Whilst we cruised down Avoca St towards Anzac Parade Mother Nature unleashed an Almighty Gale. She can be a bitch that way. The gumtrees that lined the avenue bent and groaned helpless in the sway of the cyclonic winds. Then I saw it – a bloody great tree branch hurling straight towards my windscreen.

Like many a movie cliche time slowed down. I watched stunned as the log inched towards us as if in slow motion. I didn’t however see my life flash before my eyes. My one thought was “you’ve got to be kidding! It can’t end today, I’ve only just found a half decent boyfriend and been promoted at work”.

Just when it looked like all was lost and I wouldn’t get to finish the report on the mining services company that I had been working on the log lowered its trajectory. It smashed into my radiator with a sickening thud. Water leaked out all over the road. Dadabs and I had been spared by a matter of inches. Talk about getting lucky!

The car limped into a side street and we walked back to the former Chez Abulous determined to restart our journey to the Gardens of the East in Dadabs chariot – a firey red Mazda 3. Brenda and David having avoided their demise lived on to become Mum and Dadabulous. Even the Mazda 121 carried on heroically for several more months until it was deemed unfit for a successful software developer to be seen in.

Since that day luck has been on my side and Game of Thrones is the closest I’ve come to experiencing another brush with death.

How about you? Have you ever stared your mortality in the face?



*If you noticed that very bad GoT pun, you are as nerdy as I am. High five!

OK – enough with the GoT references already.

12 thoughts on “The Day I Got Lucky.

  1. In the space of two weeks a barbecue table fell off the back of a ute and then a windscreen fell out of an old car being towed in front of me. Luckily they didn’t make contact because some weeks later some kids playing on the footpath threw a Frisbee directly into my windscreen and all I did was blink my eyes shut. Clearly I have no survival skills whatsoever.

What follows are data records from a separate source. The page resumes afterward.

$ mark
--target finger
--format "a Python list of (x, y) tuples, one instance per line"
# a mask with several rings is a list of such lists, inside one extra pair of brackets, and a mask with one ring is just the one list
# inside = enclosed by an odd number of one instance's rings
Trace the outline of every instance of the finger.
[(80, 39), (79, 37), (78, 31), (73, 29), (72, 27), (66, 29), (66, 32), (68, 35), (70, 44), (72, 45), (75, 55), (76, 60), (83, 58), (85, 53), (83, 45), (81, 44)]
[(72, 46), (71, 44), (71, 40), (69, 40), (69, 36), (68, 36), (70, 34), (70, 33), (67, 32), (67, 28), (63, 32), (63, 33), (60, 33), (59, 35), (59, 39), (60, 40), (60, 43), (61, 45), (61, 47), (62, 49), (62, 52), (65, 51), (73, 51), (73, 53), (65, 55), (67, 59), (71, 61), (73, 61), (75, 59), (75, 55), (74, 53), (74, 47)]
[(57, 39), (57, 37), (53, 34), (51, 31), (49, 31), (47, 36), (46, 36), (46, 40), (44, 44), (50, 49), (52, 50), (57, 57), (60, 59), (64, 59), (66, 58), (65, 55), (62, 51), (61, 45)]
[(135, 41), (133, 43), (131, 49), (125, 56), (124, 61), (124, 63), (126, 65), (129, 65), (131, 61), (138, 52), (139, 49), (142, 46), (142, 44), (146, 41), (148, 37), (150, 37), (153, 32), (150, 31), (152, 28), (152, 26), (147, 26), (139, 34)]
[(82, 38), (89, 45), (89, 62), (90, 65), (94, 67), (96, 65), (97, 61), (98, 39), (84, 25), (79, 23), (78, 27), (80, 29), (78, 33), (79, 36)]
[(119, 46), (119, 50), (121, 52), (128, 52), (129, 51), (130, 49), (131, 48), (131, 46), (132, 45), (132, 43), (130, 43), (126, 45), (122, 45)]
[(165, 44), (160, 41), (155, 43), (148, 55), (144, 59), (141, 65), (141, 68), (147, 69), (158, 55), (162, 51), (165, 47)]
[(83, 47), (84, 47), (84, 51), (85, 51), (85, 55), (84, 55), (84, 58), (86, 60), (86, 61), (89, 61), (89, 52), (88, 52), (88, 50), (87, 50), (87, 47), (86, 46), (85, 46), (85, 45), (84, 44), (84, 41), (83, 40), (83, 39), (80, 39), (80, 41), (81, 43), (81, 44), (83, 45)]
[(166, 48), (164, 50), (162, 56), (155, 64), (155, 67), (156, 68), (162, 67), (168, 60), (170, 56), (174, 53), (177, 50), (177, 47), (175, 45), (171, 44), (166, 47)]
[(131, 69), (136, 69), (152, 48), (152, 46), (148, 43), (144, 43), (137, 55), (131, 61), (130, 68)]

  2. I wonder if Dadabs actually orchestrated the whole thing to get rid of your bomb? He is a scientist after all? 😉 x

  3. I would have shite myself. Thank goodness you are still here today to make sure no one misses out on the hawtness that is out there. Can’t say I have had any close calls like that, thank gawd 🙂

  4. So, the big question….did you ever finish the report for the mining services company???

  5. We had a couple of nightmarish boat trips while on our honeymoon in Tasmania years ago. I honestly didn’t think I would survive. Plus, I’ve also survived 43 years of living in the wild west.of Sydney (also known as the arsehole of Sydney). Does that count?

    Glad you lived to tell that tale. Would have been so scary. xo

  6. We were in a Fiat Punto (hire car, nobody actually owns one of them) in the dessert of Morocco (back packing adventure so not as glam as it sounds), it was getting dark and the Fiats headlights weren’t working (told you, hire car), a large shape loomed in front of us, we slammed on the brakes only to miss a camels bum in our faces by centimetres. Would NOT have been pretty! Anyway that was back in the day, BC, as now the scariest thing is getting past that jungle gym as you enter the Gardens of the East.

  7. Husband and I watched all series of GoT back to back too. Now it is so so long till the next one.

  8. I once had a burrito at Eastgardens. And if you’re watching Game of Thrones, then maybe I should too. Once my kids grow up and leave home and I finally can control what goes on the TV.

  9. Take home message from this post” Jon Snow. Jon Snow is hot.

  10. I love GoT. Got the pun. Brushes with death? Yes, at my own hand unfortunately.

    So you worked in the mining sector? Me too! My old boss was one of the biggest mining analysts in the world. He has the same last name as you do. His first name starts with J. Know him?